Prevention Boils Down to Awareness

Saldana believes that cybersecurity prevention and preparation begins with awareness. “The first step is to acknowledge that you are constantly being targeted by threats,” he explains. “Then, backups, backups, backups. Know your recovery time requirements and build backup restoration capabilities to match those requirements. Ensure you have an effective and tested business continuity plan for scenarios when data might be unavailable.”

Saldana also suggested that providers keep their tools up to date and conduct frequent phishing training and testing to prepare employees. “Have an incident response plan in place and prepare your employees to have a heightened awareness,” he adds. “Carefully manage access and be prepared to respond and practice your plan. And don’t forget to keep up with industry intelligence. It’s important to see and learn from other organizations in many areas and to support other organizations who are targets for these types of threats.”

Learning from Hospital Peers

The Intermountain / University of Utah shared Security Operations Center will play a big part in helping providers share industry intelligence around cybersecurity threats in real time. “It will be an opportunity for partner organizations to share learnings and intellectual property around security,” says Intermountain CIO Marc Probst. “There is also the opportunity to share some technical solutions and security intelligence. For example, the ability to immediately understand threats that other organizations are experiencing and to take action to prevent these at your own organization. To the extent organizations are members of the shared SOC, they could inherit these benefits.”
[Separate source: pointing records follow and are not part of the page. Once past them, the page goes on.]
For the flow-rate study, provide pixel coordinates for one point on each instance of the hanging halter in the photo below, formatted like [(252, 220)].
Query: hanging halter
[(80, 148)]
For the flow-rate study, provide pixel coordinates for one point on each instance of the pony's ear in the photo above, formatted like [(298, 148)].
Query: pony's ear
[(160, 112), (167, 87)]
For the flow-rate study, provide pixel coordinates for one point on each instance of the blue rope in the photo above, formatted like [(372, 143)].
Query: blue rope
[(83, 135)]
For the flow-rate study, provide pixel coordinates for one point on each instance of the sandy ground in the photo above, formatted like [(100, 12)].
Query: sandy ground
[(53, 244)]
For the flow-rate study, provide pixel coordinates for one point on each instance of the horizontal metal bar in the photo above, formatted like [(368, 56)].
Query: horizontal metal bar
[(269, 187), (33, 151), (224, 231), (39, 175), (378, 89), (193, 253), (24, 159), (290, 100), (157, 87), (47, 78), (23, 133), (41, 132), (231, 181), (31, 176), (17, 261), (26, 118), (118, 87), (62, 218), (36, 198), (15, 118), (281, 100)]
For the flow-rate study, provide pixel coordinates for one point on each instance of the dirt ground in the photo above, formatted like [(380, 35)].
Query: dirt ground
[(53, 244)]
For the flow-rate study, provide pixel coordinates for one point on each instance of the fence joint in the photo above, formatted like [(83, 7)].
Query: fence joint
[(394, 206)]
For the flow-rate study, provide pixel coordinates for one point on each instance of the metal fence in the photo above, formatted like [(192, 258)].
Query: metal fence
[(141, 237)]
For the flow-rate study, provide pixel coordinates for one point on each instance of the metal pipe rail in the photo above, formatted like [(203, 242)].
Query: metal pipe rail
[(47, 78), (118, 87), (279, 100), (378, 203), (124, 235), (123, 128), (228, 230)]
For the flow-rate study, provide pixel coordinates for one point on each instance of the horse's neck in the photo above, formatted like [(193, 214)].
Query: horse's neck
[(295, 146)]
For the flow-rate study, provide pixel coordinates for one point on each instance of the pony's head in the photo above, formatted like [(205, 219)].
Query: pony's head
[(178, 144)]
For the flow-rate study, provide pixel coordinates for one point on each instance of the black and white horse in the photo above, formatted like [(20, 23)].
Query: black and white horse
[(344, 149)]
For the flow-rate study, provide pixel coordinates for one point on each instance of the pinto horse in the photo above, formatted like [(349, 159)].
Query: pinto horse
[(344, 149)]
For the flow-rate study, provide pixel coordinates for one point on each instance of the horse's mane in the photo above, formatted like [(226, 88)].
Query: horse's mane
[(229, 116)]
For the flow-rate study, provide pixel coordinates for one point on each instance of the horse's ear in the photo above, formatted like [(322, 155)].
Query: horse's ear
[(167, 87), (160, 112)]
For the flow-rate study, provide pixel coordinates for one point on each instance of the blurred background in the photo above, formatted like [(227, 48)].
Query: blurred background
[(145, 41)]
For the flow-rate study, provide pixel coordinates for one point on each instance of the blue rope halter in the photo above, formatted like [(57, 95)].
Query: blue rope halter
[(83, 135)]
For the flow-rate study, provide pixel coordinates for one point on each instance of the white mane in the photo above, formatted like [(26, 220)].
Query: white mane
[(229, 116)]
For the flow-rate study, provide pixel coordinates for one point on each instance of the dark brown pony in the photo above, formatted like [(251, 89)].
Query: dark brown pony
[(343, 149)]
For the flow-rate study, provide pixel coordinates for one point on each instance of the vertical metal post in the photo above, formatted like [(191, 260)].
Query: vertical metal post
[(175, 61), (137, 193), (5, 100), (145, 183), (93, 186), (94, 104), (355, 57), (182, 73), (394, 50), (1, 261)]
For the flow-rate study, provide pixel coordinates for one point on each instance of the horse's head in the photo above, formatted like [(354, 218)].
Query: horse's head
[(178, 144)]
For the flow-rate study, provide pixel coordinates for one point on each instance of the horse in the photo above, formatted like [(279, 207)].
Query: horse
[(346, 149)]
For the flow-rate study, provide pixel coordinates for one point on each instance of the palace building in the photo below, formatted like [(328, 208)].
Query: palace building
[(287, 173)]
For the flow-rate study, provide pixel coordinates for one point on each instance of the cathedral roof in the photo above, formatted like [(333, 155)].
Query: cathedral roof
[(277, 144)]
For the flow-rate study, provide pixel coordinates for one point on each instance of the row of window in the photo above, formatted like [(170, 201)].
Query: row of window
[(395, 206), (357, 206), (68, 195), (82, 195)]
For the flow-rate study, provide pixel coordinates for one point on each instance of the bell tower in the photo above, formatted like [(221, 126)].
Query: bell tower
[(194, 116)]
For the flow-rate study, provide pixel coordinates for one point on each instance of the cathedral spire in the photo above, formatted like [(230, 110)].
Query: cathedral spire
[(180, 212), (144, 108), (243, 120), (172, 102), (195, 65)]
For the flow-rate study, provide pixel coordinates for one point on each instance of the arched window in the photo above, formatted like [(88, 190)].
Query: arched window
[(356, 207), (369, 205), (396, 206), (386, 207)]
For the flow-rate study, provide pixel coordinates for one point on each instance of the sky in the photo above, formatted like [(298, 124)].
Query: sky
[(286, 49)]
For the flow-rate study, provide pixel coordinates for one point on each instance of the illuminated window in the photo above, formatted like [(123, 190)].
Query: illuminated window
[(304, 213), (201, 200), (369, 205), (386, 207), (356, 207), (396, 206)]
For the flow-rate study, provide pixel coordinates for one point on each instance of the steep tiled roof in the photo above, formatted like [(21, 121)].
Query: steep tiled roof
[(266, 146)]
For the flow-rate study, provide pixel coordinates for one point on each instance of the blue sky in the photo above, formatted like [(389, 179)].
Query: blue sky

Probst adds that organizers hope to see the center up and running before the end of this year. “There are many details to work out.” he explains, “It’s possible that the participants could change and/or increase. There’s still a lot of work to do, but we are convinced that this is a good idea and we are actively pursuing it.”

Probst’s words reflect the learning curve the healthcare industry is still experiencing when it comes to cybersecurity and more targeted ransomware attacks. There is still – and will likely always be – a lot of work to do. Culture, collaboration, and vigilance will be key to ensuring that ransomware-related headlines soon become a thing of the past.